幻覚

hallucination
①外界に対応する刺激がないのに知覚を生じる現象.周囲の誰にも声が聞こえないのにその人にだけ声が聞こえる場合など.刺激が存在し,別の何かであると知覚するのは錯覚である.他の人たちには電信柱にみえたものが,その人にだけ人影にみえた場合には錯覚と呼ぶ.知覚の正しさは多数決によるものではないのだが,実際上は多数決と常識によっている.クーラーのうなり音に混じるように人の声が聞こえる場合には,機能性幻聴と呼び,病的な場合も正常の場合もある.シャワーの音の中に電話の音が混じりあわてるケースなどは,病気ではない場合でもしばしば生じる.幻覚はさまざまな疾患で生じるが,幻覚体験自体が病的とはいえず,幻覚の内容や持続,さらに背景の病理を検討する必要がある.専門家に相談しておくほうが安心である.また,例えば幻聴を体験している場合,実際に幻聴があることと,幻聴があると妄想していることと区別できるだろうかという問題があり,難問である.例えば「ヒトラーが私に命令している声が聞こえている」と訴える場合,ヒトラーはドイツ語を使っているのか,日本語なのかと問題にすれば,あいまいになることが多い.この場合は「ヒトラーが私に命令しているという妄想がある」と記述した方が適切な場合もあると考えられる.

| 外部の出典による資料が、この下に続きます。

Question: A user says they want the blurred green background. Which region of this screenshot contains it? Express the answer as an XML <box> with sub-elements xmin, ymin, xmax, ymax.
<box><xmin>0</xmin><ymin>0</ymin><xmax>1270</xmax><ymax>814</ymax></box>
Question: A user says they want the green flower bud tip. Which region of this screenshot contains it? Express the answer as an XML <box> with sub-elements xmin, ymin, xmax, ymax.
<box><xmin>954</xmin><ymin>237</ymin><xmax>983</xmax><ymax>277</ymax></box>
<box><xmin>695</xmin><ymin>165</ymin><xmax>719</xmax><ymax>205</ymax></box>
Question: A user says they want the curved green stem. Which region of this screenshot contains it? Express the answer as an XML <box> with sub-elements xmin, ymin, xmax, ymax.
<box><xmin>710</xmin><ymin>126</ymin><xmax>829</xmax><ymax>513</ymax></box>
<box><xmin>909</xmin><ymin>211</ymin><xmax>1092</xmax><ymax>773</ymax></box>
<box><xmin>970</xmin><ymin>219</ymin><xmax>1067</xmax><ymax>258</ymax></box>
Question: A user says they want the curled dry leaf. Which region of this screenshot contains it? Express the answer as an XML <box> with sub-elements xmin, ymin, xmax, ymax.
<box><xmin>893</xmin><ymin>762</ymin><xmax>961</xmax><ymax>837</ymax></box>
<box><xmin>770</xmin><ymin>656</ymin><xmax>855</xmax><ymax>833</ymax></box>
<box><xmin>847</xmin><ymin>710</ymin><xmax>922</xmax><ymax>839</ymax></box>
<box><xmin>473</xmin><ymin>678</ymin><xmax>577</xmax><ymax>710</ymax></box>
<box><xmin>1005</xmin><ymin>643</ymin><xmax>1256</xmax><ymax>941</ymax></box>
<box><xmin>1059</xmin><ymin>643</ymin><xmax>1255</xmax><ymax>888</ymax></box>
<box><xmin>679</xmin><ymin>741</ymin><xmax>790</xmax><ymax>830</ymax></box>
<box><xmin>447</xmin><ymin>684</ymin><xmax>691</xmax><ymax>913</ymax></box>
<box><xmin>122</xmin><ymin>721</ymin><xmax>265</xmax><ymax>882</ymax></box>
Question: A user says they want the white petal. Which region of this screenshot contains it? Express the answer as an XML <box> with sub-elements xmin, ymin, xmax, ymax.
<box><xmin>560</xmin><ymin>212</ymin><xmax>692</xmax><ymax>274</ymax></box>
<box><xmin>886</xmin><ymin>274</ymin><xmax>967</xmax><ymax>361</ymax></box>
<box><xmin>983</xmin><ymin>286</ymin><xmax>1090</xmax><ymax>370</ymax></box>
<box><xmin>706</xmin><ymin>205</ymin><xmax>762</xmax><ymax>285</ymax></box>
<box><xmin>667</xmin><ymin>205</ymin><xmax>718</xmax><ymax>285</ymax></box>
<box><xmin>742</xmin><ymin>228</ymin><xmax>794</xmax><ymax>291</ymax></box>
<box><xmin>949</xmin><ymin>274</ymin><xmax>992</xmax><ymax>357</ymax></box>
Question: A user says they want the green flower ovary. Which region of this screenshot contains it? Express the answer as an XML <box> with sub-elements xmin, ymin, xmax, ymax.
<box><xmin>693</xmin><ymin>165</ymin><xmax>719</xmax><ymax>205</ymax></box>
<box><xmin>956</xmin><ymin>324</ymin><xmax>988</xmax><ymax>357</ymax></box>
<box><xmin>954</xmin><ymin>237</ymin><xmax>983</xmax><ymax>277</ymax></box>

②「対象なき知覚」,「知覚すべき対象なき知覚」または「対象なき知覚への確信(conviction sur la perception sans objet)」.「確信」を重くみれば,妄想に近づく.知覚は感覚から意味までを含むので,その幅に応じて幻覚も考えられる.空間の特定の場所にはっきりと存在すると固く信じられるものは真性幻覚であり,ひょっとしたら自分のイメージなのかも知れないと思えるものは偽幻覚である.単純な要素的な音が聞こえてくる場合(要素幻覚)から,メッセージを明確にもった言葉が聞こえてくる場合(幻声)まで,さまざまである.メッセージまたは意味がより明確に付与されているほど,妄想に近くなる.入眠時幻覚,出眠時幻覚は寝入りばなと覚醒時に現れる幻覚である.意識レベルが低下しているときに現れるもので,必ずしも異常とは考えられない.幻聴のなかでも幻声が精神分裂病に多い.患者は幻声と会話をしたり,幻声同士がひそひそと自分のことをいっていると悩んだり,自分の考えが声になって困る(思考化声)といったりする.行為批評幻声は,幻声が患者の行為について「便所に行った」「薬を飲んだ」などとコメントを加えるものをいう.幻触は「性器をいじくられる」などという訴えとなる.人間は他の哺乳類に比較すれば圧倒的に視覚の動物であると思われるのに,幻視は幻声ほど問題にならない.それは他者からのメッセージ伝達が音声による言葉を介して行われることが多いからであろう.人間が言葉を頭の中に思い浮かべるとき,文字で,例えば明朝体の青い字でなどは思い浮かべないだろう.考えが文字になってみえるのは,考想可視と呼ばれ,まれである.時間の流れを伴った音声言語で,ちょうど喉を少し震わせて発音するくらいの調子で,言葉を思い浮かべるのではないだろうか.幻視は分裂病よりは器質性疾患で目立ち,例えばアルコール性の幻視では小動物(ネズミやゴキブリ)がみえたり,腕をアリやクモがはいまわっていたりする.またアルコール症では圧迫幻視=リープマン現象が有名で,閉眼させて上眼瞼を圧迫すると,幻視が誘発される.頭のうしろにものがみえるというときは,視界の外に視覚が成立しているわけで,域外幻覚と呼ばれる.幻嗅,幻味については診察室で幻聴,幻触,幻視ほどには問題にならない.